One of the tasks of the MNP-CONAPREV is to carry out visits to centers of deprivation of liberty, custody or internment to ensure that human rights are respected in said institutions. As of 2019, rejection towards the work of CONAPREV became more noticeable. Ayala points out that “the obstruction of income started rising” and that, as a national commissioner, she has been a victim of discrimination for being a woman.
In this context, from the MNP-CONAPREV, the lawyer and defender has denounced human rights violations in prisons, isolation and solitary confinement of persons deprived of liberty, corruption in the administration of the centers and entry of prohibited and illicit objects with the complicity of officials.

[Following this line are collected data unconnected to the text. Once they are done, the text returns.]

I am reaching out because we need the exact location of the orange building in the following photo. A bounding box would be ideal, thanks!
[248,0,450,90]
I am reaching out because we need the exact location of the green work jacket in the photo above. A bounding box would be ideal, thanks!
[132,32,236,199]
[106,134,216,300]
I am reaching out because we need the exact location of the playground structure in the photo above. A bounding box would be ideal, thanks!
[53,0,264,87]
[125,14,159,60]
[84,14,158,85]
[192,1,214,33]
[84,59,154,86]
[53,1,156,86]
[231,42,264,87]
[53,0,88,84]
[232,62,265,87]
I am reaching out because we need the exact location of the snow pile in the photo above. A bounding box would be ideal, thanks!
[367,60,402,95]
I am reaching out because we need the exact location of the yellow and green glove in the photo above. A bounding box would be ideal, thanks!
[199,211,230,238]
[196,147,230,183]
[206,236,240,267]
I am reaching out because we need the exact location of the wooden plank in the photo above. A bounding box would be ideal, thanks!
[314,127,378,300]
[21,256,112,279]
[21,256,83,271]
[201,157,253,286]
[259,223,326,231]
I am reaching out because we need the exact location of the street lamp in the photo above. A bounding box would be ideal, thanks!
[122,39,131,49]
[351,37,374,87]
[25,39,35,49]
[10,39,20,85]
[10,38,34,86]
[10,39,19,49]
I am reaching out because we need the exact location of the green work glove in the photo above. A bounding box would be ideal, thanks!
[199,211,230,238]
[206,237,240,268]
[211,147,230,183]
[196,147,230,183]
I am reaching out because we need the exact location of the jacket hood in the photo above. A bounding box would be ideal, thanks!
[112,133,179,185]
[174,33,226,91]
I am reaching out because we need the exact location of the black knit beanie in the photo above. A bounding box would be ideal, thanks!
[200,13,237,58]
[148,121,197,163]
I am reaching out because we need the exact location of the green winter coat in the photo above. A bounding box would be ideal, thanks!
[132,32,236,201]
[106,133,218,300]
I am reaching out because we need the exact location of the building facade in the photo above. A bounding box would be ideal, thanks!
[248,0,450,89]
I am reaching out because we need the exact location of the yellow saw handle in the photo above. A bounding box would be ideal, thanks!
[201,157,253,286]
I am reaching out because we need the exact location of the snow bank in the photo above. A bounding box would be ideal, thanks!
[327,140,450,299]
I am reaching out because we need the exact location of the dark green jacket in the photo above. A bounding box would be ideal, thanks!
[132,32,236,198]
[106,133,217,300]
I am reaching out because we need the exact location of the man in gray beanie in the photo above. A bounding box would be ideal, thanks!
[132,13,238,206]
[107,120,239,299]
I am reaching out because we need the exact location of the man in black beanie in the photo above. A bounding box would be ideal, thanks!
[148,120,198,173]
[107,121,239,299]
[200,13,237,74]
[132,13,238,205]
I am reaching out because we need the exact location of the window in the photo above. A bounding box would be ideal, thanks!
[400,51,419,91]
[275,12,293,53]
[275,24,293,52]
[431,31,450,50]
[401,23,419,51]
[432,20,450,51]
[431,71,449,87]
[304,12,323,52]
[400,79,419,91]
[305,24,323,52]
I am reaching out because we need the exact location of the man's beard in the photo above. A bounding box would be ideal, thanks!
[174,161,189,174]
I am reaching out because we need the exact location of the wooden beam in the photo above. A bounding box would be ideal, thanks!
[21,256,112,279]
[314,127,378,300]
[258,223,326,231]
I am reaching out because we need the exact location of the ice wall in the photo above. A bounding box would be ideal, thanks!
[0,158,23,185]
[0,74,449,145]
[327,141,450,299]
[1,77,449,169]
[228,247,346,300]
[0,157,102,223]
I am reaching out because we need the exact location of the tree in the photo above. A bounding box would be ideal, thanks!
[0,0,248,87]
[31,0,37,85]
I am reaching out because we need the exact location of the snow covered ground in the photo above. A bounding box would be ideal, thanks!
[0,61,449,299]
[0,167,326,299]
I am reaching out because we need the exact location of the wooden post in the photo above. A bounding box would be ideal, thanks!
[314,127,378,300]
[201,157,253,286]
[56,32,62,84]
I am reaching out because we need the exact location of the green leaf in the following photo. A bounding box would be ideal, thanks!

In addition, the Prevention Mechanism prompted the Special Prosecutor for Human Rights to investigate the complaint against the deputy director of the Tamara prison who, in early 2020, beat up and fractured a person deprived of liberty. Ayala assures that this situation “has generated retaliation by authorities.”
“We are in a state of defenselessness in our country where a repressive militarist regime has prevailed, and the people who work and fight for the defense of human rights have an uphill situation,” she said. And she denounced that she has gone twice to the protection mechanisms to present a statement and evidence of the reprisals suffered, to have protection from the State, “and the answer was denied.”
“That the people, the State officials, the members of the order assigned to these centers practically have a license and protection to commit crimes, represents a serious situation that those of us who are working are going through, and we have to point out this type of arbitrary situation. Obviously, we will be that target that must be removed to continue,” she lamented.
On December 28, 2021, the Inter-American Court of Human Rights (IACHR) issued a statement requesting the Honduran State to “adopt the necessary measures, with a gender perspective, to protect the rights to life and personal integrity of Glenda Carolina Ayala Mejía and her nuclear family. These protection measures did not become effective until 23 days after she was assigned custody.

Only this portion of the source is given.